Voix dure. Ordre brutal. Lui parler devint une nécessité.

— Madame... Vous comprenez bien qu'il m'est impossible de vous donner ce genre d'informations par téléphone.

Ses craintes se confirmèrent. Ces dernières semaines tendues et les rumeurs toujours plus oppressantes des assassinats de civils par la milice écrasèrent sa raison.

— Lieutenant, c'est le MLF, n'est-ce pas ? Qu'ont-ils encore fait ? Dites-moi, s'il vous plaît.

Que se passait-il en elle ? Où était la femme éplorée, terrifiée ? Certes, elle tremblait, mais de sa voix n'émanait rien d'autre qu'une puissante détermination qu'elle espérait convaincante.

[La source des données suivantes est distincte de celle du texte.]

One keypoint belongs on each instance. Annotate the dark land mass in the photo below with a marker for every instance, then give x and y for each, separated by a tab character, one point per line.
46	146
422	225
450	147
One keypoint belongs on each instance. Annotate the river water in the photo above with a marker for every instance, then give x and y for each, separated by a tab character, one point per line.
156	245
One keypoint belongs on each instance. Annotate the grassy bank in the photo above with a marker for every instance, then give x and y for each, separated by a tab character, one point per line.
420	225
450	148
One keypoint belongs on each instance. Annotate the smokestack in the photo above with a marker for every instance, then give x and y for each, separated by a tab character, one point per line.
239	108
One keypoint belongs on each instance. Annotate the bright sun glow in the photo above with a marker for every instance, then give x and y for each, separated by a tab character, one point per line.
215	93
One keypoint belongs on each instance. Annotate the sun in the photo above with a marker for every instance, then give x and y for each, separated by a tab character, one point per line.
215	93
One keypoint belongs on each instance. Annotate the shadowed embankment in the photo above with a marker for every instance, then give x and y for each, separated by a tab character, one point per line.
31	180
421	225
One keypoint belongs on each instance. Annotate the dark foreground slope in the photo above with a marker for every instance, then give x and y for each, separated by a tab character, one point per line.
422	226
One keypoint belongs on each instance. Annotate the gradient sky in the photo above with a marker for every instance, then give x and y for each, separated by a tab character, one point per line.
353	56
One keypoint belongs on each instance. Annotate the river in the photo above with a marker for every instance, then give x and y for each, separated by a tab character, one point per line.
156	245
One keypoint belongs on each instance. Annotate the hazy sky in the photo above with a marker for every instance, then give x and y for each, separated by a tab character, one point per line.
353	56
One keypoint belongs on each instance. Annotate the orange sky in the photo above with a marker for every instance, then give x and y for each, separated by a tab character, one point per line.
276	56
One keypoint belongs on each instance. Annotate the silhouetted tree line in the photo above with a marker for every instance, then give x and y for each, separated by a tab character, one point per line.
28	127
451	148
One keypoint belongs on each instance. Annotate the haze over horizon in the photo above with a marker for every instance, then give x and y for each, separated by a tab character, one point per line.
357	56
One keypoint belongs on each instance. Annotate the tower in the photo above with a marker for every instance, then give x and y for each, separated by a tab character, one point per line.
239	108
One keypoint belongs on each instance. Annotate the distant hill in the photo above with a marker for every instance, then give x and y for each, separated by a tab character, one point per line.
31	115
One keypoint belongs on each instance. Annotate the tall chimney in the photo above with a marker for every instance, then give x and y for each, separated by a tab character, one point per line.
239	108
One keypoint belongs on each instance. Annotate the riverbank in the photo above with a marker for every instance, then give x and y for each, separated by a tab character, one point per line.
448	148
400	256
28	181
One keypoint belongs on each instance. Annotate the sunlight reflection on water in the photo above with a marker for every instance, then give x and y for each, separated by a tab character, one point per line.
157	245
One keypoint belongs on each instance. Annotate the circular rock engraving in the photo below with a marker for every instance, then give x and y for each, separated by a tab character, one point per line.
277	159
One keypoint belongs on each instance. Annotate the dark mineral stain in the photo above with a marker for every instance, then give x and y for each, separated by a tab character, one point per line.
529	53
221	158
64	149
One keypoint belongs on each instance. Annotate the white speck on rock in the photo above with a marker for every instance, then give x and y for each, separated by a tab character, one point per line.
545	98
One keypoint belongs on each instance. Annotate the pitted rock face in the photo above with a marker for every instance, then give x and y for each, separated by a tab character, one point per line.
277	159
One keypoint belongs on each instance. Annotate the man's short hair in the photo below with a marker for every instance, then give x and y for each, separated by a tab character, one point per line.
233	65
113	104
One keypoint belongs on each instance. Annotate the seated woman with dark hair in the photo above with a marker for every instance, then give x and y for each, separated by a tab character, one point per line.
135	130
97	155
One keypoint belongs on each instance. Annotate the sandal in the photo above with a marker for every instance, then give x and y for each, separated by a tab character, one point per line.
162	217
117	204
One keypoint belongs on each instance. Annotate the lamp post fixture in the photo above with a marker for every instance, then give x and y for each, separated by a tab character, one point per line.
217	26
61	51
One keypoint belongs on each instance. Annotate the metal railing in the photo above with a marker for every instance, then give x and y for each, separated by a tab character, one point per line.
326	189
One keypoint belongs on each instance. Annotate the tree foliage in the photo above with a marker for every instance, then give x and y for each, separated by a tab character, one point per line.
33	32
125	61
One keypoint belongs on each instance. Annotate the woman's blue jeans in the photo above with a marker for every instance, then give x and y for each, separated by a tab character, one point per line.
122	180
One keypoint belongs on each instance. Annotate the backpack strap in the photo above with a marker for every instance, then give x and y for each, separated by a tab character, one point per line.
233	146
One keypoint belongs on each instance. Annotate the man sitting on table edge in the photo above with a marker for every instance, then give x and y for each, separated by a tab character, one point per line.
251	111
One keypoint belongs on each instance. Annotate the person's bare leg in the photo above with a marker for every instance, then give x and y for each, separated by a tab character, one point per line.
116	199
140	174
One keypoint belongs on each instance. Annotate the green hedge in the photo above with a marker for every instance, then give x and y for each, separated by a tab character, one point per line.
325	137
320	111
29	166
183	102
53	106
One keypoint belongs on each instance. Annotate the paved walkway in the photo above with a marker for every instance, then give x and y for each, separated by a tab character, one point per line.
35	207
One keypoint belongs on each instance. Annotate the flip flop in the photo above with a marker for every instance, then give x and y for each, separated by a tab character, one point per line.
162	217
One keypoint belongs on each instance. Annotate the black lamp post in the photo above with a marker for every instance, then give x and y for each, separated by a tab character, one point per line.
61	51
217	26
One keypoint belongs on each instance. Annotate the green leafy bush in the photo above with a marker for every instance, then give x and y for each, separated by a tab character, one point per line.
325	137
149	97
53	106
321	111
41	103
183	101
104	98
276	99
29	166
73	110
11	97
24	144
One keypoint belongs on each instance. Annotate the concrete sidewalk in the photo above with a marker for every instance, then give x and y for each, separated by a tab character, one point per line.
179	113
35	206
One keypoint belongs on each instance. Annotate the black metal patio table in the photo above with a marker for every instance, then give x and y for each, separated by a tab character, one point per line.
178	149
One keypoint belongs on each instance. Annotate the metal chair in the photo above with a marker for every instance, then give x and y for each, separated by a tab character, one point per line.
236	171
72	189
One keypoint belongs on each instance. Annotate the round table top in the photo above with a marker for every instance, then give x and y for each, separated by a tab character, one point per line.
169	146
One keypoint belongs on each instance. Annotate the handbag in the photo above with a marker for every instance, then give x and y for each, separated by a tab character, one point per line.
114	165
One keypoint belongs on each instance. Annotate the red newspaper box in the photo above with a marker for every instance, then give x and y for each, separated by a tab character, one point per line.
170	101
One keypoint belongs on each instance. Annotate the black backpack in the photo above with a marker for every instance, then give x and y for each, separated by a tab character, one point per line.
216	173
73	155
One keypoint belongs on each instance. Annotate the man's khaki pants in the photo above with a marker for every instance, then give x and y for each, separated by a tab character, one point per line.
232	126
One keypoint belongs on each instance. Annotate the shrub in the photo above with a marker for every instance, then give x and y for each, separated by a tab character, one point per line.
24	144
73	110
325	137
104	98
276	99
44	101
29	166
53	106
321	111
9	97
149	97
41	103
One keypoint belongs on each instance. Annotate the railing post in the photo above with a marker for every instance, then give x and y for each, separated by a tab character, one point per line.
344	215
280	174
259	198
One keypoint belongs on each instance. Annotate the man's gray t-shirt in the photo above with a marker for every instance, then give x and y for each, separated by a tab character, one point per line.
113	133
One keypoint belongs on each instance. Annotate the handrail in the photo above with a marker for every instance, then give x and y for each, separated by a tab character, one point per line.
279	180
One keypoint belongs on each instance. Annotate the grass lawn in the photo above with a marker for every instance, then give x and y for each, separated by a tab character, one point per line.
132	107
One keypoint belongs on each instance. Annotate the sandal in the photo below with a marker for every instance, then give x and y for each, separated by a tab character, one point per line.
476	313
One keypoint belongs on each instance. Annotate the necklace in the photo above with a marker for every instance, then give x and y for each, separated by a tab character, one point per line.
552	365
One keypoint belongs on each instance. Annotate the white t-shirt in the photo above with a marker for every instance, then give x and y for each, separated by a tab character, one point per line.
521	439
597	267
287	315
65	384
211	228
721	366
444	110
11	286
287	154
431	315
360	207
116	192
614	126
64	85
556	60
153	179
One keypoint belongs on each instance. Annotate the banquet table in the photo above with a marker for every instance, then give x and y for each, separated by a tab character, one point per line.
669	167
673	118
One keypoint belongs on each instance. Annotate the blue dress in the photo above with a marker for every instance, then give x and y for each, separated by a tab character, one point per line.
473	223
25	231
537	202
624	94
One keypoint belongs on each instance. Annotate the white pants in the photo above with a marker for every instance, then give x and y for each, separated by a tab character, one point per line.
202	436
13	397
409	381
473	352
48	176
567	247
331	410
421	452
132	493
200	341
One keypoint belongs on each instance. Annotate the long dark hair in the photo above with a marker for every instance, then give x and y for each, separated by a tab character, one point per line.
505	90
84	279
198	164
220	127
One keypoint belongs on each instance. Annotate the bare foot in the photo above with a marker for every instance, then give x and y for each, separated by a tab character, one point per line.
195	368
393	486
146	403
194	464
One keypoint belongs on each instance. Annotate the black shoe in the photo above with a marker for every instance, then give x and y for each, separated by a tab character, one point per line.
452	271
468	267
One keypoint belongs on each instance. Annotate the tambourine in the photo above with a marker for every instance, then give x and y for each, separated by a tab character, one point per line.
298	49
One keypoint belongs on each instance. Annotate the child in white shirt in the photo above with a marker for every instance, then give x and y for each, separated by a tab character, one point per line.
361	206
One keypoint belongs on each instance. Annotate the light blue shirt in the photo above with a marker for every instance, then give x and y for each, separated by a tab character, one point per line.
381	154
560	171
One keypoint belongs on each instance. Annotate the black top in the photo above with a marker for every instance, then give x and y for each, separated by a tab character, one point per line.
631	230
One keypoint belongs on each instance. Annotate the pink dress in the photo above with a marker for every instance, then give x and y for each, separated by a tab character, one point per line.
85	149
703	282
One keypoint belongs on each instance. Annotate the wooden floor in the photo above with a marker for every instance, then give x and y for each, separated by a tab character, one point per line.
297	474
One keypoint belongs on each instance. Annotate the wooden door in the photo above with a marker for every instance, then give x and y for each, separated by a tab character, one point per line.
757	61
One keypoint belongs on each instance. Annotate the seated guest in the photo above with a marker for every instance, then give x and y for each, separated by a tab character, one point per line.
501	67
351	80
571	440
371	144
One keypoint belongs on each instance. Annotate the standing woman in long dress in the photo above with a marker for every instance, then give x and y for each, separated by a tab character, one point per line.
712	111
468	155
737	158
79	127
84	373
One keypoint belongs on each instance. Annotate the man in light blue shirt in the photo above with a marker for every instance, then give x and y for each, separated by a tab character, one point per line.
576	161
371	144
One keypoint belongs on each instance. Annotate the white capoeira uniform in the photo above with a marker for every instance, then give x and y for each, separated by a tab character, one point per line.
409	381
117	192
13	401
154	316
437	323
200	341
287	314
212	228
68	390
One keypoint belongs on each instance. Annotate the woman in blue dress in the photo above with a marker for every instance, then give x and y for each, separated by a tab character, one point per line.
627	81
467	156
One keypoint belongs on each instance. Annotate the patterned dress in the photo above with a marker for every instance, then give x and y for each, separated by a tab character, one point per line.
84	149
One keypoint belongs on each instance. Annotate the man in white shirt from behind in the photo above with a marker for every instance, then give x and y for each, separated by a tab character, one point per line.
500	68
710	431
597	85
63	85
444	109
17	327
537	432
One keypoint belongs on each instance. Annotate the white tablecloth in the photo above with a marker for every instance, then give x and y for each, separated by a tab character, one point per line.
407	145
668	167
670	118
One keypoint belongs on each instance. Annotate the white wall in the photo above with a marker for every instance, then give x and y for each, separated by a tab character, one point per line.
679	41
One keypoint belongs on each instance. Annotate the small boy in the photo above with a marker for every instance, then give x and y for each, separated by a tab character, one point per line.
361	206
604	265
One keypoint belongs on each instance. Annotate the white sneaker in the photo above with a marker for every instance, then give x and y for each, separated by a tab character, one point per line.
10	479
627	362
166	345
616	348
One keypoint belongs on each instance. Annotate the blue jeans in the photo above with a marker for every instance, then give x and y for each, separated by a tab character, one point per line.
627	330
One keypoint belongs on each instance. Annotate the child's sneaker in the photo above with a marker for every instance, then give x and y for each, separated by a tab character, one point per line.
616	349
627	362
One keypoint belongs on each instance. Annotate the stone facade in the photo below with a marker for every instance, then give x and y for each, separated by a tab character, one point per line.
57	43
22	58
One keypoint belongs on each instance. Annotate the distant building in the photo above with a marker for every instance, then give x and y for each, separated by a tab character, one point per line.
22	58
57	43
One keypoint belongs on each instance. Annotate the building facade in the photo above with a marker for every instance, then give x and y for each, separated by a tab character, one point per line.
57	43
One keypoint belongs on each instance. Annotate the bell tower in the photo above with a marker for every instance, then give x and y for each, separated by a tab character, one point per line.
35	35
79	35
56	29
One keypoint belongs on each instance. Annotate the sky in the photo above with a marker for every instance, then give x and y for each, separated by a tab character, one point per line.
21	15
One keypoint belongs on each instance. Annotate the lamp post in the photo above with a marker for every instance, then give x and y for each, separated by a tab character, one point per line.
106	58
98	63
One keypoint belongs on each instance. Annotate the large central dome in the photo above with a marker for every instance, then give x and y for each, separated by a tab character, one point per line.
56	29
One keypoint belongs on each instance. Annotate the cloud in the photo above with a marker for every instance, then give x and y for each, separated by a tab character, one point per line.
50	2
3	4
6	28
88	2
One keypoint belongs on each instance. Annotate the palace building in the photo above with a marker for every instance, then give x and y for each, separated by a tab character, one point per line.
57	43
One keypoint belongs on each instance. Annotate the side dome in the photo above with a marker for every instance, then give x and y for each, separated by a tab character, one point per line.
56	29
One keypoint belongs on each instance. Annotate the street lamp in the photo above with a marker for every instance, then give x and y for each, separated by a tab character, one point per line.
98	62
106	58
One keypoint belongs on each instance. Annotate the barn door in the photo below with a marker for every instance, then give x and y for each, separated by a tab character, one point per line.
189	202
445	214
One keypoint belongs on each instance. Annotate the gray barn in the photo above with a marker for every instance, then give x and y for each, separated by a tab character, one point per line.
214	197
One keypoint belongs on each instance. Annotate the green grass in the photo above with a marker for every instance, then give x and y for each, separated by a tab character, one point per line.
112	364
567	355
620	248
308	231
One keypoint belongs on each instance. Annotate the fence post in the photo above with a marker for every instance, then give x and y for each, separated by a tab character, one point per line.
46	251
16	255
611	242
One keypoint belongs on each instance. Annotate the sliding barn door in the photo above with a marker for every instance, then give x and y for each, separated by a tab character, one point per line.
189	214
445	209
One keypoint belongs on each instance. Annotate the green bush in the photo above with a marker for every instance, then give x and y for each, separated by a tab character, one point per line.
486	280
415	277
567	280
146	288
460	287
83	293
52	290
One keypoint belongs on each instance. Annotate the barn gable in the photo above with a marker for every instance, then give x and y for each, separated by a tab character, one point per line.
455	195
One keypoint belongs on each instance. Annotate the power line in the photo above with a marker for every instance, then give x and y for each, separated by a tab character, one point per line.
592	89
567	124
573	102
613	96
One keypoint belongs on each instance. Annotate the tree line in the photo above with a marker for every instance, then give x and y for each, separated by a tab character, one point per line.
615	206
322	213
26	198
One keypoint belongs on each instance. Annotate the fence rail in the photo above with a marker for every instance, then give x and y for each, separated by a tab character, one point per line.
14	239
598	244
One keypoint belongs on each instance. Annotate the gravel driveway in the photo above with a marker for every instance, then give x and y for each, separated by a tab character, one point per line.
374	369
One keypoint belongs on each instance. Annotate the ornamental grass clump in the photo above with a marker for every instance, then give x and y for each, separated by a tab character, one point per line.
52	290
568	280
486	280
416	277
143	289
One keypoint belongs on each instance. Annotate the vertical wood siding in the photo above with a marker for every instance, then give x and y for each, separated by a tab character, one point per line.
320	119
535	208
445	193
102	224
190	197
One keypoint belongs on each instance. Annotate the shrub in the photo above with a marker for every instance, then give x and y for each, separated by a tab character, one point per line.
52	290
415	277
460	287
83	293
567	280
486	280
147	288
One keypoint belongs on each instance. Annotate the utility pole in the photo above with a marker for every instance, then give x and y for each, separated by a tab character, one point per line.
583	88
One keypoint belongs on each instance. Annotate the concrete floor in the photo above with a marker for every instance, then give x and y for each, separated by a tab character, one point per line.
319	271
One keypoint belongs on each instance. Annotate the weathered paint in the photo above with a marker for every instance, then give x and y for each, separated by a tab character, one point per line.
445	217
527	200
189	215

Elle était prête à tout entendre de la bouche de son interlocuteur, même le pire et devant le soupir de l’homme, plus de doute, le pire était à venir. Fallait-il le supplier pour qu'il rompe enfin ce silence aussi froid que la mort elle-même ?

— Je regrette mais je ne peux rien vous dire par téléphone, Madame. Nous récupérons actuellement les informations parmi la cohue et viendrons chez vous dans les meilleurs délais.

— Il va bien ? Où a-t-il été transporté ?

— Nous serons là bientôt, Madame. Je dois vous laisser.

Le téléphone raccroché, la raison brisée, l'instinct lui soufflant l'impossible faisait fausse route. Non, pas lui, pas comme ça. En roue libre et prête à tout pour calmer ses entrailles en feu, Olympe agrippa ses clés de voiture et démarra en trombe pour une descente aux enfers que personne n'aurait pu imaginer.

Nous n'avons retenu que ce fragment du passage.